Govt probe into sewage outlets to improve Yangtze River ecology
A large-scale investigation into sewage discharge outlets in the Yangtze River has been launched, according to China’s Ministry of Ecology and Environment.
An official from the ministry said on Monday that in the first half of 2019, technologies including satellite remote sensing, drone aerial photography, unmanned ships and robots will be used to get a clear picture of the outlets that are discharging sewage into the mother river, which passes through 11 provinces, municipalities and autonomous regions.
The Yangtze River Economic Zone produces more than 40 percent of China’s GDP and discharges more than 40 percent of the country’s waste water.

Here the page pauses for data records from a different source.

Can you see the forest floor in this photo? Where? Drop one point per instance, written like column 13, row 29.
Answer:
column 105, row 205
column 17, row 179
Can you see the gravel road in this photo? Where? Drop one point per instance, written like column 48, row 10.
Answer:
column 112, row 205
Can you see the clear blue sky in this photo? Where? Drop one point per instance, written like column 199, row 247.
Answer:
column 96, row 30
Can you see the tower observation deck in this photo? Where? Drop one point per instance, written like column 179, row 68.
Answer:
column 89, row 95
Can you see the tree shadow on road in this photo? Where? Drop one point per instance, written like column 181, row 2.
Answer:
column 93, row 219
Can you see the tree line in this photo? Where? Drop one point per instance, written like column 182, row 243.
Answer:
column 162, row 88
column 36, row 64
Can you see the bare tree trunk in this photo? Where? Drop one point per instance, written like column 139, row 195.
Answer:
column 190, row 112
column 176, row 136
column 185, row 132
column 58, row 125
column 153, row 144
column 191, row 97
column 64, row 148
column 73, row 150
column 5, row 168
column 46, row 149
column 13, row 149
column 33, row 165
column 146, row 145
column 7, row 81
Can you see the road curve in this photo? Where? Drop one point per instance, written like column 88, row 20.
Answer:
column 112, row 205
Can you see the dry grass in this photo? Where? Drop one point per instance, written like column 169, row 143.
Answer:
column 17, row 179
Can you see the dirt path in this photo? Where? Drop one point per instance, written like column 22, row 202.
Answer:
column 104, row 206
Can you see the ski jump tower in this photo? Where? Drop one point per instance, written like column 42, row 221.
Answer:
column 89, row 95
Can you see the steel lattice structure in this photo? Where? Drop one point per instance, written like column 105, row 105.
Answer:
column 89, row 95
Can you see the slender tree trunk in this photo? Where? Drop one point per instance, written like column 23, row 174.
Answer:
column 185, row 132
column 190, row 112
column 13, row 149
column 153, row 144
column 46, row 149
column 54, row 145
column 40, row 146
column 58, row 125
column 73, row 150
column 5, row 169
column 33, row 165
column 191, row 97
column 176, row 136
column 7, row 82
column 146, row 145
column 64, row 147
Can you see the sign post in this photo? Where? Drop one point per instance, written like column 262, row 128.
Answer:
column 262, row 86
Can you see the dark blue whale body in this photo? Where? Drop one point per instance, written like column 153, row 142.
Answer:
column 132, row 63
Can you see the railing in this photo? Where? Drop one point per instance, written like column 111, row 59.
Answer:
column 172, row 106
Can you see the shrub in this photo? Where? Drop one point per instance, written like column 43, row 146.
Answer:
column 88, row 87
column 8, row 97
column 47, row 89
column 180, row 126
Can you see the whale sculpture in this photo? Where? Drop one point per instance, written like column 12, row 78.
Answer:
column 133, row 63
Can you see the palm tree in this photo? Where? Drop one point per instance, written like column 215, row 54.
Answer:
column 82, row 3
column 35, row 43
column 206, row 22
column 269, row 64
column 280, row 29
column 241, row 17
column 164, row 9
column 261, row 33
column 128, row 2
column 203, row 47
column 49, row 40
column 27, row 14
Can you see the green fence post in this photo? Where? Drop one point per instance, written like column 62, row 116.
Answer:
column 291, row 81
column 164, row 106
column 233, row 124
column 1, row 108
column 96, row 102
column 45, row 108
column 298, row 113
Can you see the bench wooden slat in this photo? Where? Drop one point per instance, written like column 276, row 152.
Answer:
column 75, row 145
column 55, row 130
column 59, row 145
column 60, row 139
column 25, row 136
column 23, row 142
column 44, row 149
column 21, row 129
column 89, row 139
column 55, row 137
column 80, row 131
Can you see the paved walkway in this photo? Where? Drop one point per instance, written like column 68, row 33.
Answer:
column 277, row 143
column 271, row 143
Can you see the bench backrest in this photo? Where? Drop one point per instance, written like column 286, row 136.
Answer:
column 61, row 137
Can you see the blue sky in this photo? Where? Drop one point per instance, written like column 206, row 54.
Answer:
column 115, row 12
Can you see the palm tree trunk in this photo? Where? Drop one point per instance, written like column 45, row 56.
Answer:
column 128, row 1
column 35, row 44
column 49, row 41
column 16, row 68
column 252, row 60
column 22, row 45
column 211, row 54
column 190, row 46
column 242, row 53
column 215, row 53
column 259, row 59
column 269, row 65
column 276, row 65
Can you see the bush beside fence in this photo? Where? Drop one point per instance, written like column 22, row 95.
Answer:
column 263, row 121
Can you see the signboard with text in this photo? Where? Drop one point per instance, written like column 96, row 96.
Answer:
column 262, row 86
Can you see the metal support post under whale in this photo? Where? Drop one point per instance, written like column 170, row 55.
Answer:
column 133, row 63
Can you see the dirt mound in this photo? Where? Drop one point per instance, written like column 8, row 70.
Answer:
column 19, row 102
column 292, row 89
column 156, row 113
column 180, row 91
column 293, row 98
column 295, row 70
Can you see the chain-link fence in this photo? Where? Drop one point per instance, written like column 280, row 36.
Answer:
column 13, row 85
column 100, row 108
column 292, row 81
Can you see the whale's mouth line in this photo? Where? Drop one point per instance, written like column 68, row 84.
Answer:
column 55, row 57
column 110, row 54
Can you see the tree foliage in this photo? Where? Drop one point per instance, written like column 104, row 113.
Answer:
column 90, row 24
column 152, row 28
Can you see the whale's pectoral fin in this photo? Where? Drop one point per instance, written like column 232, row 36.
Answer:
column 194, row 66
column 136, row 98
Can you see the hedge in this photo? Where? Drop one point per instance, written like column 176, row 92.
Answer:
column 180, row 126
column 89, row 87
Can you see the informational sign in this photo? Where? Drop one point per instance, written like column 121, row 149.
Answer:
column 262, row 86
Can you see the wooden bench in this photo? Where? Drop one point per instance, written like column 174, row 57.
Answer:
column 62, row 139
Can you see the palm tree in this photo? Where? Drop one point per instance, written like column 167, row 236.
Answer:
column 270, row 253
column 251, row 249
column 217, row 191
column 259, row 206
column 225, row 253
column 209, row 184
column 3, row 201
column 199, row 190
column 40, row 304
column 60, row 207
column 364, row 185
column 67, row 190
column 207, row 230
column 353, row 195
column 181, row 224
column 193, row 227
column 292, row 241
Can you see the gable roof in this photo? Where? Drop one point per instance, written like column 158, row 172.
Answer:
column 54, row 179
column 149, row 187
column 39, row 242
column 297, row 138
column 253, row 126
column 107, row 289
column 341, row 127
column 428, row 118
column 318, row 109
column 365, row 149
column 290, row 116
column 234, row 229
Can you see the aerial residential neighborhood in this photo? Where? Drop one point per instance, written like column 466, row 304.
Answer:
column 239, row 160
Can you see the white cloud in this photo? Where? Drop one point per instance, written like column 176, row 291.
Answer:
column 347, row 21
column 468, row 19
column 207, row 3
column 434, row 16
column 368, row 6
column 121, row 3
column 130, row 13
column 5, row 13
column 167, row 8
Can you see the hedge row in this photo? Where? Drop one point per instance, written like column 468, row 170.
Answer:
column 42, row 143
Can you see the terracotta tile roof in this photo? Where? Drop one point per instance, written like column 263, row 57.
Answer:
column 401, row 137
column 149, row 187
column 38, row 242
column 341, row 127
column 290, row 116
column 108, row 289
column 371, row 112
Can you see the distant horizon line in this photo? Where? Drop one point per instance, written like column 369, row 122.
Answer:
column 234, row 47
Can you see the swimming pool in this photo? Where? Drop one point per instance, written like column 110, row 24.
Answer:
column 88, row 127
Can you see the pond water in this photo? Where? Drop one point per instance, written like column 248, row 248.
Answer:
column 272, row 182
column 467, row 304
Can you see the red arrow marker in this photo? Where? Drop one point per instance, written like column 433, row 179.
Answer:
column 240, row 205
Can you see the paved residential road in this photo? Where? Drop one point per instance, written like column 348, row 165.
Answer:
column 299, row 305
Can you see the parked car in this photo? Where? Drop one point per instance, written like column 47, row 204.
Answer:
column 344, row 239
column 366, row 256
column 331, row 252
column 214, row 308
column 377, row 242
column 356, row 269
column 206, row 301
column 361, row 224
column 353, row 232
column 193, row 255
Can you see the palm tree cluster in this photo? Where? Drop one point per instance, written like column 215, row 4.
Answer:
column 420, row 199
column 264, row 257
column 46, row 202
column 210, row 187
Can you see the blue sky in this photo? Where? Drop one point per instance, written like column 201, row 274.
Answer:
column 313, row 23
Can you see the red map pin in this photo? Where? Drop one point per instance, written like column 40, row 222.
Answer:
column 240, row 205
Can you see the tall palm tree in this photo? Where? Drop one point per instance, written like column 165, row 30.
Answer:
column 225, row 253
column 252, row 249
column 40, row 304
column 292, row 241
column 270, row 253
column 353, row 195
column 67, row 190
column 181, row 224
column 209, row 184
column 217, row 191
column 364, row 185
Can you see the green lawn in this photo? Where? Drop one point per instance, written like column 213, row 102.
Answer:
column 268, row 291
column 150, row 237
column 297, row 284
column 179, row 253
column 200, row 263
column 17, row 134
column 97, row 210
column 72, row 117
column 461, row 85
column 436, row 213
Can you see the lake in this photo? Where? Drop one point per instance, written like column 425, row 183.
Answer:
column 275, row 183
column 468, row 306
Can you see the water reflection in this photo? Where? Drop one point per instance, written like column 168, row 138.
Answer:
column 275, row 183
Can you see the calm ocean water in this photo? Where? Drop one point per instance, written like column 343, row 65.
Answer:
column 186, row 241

The investigation into outlets discharging sewage into the river is a fundamental task that will radically improve the ecology and environment of the 6,300-kilometer-long Yangtze River.
The two-year investigation aims to find all sewage outlets, monitor them while screening the polluting ones, and learn more about the contaminants in the water.
The investigation will also track the source of the severely polluting outlets, and then regulate or remove them.
Yubei district of Southwest China’s Chongqing Municipality and Taizhou of East China’s Jiangsu Province will find and monitor the outlets in the first half of 2019, then track and regulate them in the second half.
Other cities along the river will learn from the experience of the two regions in the first half of 2019 in preparation for working plans to find and monitor the outlets.
The scope of the investigation is focused 63 cities along the stem stream of the Yangtze River, which stretches from Yibin in Southwest China’s Sichuan Province to the East China Sea, as well as its major tributaries.